Turkey’s Central Bank should stop its zero interest rate policy for required reserves collected from lenders, which causes a significant loss in the banking sector, according to the general managers of several lenders.



 


“The recent regulations placed a burden of $8.06 billion on Turkish banks,” said the Banks Association of Turkey (TKBB) in a report distributed to the media during the closed press meeting with Ali Babacan, Turkey’s deputy prime minister, in Istanbul.
The association said the banks have lost nearly $4 billion due to the increased reserved ratio and another $1.2 billion due to the zero interest rate on reserves.

Regulation changes this year, including required reserve hikes and additional branch taxes, caused an $8.06 billion loss to the sector, the association said.

“Paying the interest rate to the lenders for the reserves is not on the agenda for Turkey’s economy administration,” said Babacan, responding to questions by journalists after the meeting.

“We are not seeing [required reserves] as a burden on the sector,” said Babacan, saying the sum collected from lenders was rather “a preparation for difficult times.”

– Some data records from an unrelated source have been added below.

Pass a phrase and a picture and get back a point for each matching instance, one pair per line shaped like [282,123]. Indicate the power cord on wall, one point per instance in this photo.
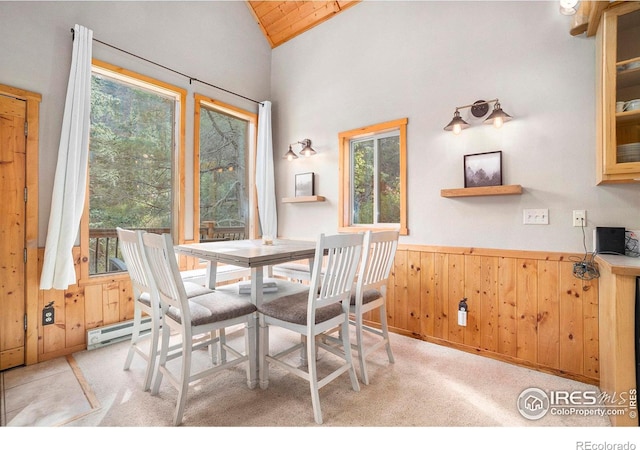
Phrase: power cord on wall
[585,268]
[631,247]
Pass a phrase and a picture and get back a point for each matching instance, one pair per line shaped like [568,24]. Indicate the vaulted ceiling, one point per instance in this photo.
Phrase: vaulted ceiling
[281,21]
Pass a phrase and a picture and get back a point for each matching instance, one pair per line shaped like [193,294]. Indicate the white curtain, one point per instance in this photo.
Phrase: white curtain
[265,180]
[70,181]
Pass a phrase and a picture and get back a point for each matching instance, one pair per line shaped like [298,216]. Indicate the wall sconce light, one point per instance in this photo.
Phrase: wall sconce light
[306,150]
[569,7]
[479,109]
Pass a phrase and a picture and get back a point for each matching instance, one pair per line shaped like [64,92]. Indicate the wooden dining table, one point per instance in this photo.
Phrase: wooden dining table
[249,253]
[252,253]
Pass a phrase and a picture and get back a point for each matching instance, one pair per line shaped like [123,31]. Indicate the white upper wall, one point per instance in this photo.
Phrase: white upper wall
[216,42]
[384,60]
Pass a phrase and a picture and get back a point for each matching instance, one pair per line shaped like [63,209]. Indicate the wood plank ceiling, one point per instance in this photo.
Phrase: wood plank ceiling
[281,21]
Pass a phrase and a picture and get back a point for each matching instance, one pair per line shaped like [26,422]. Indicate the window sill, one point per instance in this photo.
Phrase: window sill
[307,199]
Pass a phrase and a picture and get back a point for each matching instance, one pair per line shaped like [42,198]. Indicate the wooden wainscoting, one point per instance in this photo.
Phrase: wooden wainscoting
[524,307]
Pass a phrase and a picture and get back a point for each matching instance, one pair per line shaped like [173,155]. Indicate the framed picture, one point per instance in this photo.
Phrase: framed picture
[304,184]
[483,169]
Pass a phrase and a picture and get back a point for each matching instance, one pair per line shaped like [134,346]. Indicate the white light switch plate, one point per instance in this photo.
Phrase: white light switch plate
[535,216]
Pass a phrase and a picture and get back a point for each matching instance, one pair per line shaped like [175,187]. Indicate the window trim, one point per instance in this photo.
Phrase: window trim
[179,196]
[252,140]
[345,206]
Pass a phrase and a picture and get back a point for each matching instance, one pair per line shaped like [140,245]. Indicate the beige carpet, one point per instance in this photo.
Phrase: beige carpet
[428,386]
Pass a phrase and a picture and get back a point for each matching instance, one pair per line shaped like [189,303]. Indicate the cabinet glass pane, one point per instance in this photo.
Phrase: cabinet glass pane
[628,88]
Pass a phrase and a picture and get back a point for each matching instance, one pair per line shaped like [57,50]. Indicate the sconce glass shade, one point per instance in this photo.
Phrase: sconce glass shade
[498,116]
[307,150]
[457,124]
[290,155]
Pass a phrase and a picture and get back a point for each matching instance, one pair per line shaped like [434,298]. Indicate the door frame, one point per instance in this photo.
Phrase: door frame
[31,284]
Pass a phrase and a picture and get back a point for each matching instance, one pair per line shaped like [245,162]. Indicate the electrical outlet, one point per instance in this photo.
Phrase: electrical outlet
[579,218]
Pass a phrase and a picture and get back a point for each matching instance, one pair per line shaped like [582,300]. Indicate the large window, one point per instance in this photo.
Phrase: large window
[373,168]
[133,156]
[225,138]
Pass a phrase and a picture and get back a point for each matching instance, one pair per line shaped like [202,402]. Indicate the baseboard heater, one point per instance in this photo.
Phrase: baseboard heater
[117,332]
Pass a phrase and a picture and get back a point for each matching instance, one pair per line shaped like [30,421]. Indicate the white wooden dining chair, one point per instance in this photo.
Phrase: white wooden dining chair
[379,249]
[145,302]
[189,317]
[325,305]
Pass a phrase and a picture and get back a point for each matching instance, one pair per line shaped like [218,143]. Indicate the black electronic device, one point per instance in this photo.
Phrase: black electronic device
[610,240]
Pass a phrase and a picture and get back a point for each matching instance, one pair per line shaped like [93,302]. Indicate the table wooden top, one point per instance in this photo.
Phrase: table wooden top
[620,265]
[250,252]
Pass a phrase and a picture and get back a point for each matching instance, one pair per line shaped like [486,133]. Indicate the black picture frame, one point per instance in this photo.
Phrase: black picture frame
[305,184]
[483,169]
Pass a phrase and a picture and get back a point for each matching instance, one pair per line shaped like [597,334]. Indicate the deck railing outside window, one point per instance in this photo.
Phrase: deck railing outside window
[104,252]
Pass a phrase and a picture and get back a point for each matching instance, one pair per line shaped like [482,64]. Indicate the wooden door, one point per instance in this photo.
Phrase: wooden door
[12,231]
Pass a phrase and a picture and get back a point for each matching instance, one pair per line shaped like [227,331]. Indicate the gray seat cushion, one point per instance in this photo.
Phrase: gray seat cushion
[293,309]
[214,307]
[367,296]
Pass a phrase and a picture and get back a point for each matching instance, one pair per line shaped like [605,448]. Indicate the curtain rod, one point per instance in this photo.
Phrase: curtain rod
[191,79]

“The reserves are secured in our Central Bank and if there would be further need, the bank might decrease the reserve rate ratio and continue to support banks,” he said.

 Low saving ratio

General managers of the banks have also warned about the country’s relatively low saving ratio, which is below the emerging countries average. “Savings are needed to make investments to grow, but still the saving ratio is insufficient,” said TKBB.

Turkey’s saving ratio fell short with 12 percent of gross domestic product, while the average of emerging countries reached 34 percent this year, according to TKBB.

Turkey’s investment rate is 22.5 percent of the GDP while the emerging nation’s average is nearly 32 percent.

“Currently, the saving ratio of the country is 12 percent of the GDP. This is the lowest in Turkey’s history,” Babacan said Dec. 23, speaking at another Istanbul meeting at the Confederation of Businessmen and Industrialists of Turkey (TUSKON). “Nearly 45 percent of people spend more than their monthly income,” Babacan said, warning the country should not turn into a “consumption economy.”

Babacan also said Turkish loans would expand less than 25 percent as economic growth slows down next year, and subsequently there will not be a need for a ceiling regulation.